Y entre ellos se encontraba Ambia. Como os digo, tenía 9 años y pesaba 10 kilos. Ojos abiertos al mundo de par en par, muñecas tan pequeñas como las de una niña de 4 años, muy testaruda, muy débil, siempre a la defensiva. Siempre enferma. No importaba lo ocupados que estuviesen los sanitarios, siempre sacaban unos minutos extra para ella. Y ella sonreía, pero no mejoraba. Conseguía ganar peso, pero al cabo de unos días volvía a perderlo rápidamente. Su diagrama de peso era una línea irremediablemente descendente.
Pensando en aquel tiempo, siento que de alguna forma ella era el paradigma de toda aquella crisis: un lugar complicado donde, a pesar de los inmensos esfuerzos, no vislumbrábamos signo alguno de mejora, donde cada mañana contábamos las camas que se habían quedado vacías por la noche, donde, perdida toda esperanza, las madres querían llevarse a casa a sus bebés moribundos, donde el personal sanitario poco a poco pero de forma progresiva se iba agotando en ese esfuerzo extenuante que supone tener que afrontar una abrumadora crisis nutricional.
Y entonces un buen día, de repente, Ambia se puso mejor. Nos limitamos a cambiar su dieta, ya que de todas formas no estaba respondiendo ya a los alimentos terapéuticos. El tratamiento contra la tuberculosis también empezó a tener sus primeros efectos positivos. Siempre recordaré a su tío llorando quedamente al darle las gracias al médico por salvarle la vida a la pequeña.

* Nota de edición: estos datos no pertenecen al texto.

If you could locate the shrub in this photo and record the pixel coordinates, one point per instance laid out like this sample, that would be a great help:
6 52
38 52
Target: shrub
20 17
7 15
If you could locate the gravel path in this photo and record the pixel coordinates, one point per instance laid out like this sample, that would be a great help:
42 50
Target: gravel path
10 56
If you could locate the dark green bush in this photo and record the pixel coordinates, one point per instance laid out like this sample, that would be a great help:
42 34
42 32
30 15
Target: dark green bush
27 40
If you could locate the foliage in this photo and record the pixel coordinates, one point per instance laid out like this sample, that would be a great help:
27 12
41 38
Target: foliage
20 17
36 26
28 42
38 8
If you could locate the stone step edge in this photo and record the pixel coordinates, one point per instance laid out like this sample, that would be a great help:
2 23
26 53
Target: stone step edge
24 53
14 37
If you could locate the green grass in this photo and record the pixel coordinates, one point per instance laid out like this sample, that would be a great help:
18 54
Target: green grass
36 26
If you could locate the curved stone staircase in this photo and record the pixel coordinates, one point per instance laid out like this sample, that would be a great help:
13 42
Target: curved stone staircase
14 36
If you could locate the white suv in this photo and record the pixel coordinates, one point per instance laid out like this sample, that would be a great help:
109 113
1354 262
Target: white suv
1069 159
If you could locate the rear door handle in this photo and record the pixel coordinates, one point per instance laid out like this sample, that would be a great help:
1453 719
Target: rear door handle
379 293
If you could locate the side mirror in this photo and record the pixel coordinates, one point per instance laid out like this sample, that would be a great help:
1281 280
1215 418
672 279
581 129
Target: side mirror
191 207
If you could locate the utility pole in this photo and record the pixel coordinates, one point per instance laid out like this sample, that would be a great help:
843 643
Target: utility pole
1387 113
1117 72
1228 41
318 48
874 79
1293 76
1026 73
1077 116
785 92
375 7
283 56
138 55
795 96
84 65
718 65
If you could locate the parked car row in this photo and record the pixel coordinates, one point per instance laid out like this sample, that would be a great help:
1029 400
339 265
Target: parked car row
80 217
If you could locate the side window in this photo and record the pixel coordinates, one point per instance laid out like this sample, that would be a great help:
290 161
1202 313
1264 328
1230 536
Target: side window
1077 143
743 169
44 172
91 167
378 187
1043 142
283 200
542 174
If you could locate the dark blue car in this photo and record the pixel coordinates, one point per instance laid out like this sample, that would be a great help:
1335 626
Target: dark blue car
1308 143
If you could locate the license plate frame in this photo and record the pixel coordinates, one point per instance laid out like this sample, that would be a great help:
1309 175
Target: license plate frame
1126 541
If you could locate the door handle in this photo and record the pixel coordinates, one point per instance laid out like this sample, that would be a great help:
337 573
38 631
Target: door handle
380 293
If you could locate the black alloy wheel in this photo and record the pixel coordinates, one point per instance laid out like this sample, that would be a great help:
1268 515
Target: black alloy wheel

En octubre de 2011, la situación empezó a mejorar. Había menos pacientes con necesidad de hospitalización, también fallecían menos, y la mortalidad en el campo estaba bajo control. La situación sanitaria y nutricional se fue estabilizando poco a poco, la distribución de alimentos cada vez llegaba a más gente y los esfuerzos médicos por fin daban resultado.
La semana pasada, después de siete meses, volví a ver a Ambia. Y apenas pude reconocerla. Iba vestida con un traje somalí tradicional, el pelo cubierto y un velo enmarcándole el rostro, los mofletes y la cara resplandecientes… tuve que buscar ese pestañeo de obstinación en sus ojos para encontrar en ella a la Ambia que yo conocía.
Compartía sonriente un paquete de galletas con una amiga que había hecho en el centro de salud. La enfermera de la sala me dijo que acababa de completar con éxito el tratamiento de tuberculosis pero que todavía iba al centro de salud a diario, por costumbre y por las galletas. Ambia me miró y pude percatarme de que su sonrisa se agrandaba. Quiero pensar que me había reconocido.
Ahora la sala donde Ambia había estado ingresada está casi vacía; sólo hay una pocas camas ocupadas por niños enfermos. La inacabable cola de gente fuera del centro ha desparecido, y en general todo está muy tranquilo en comparación con hace apenas unos meses. La situación sanitaria en Hiloweyn ha mejorado significativamente, la crisis nutricional ha sido derrotada.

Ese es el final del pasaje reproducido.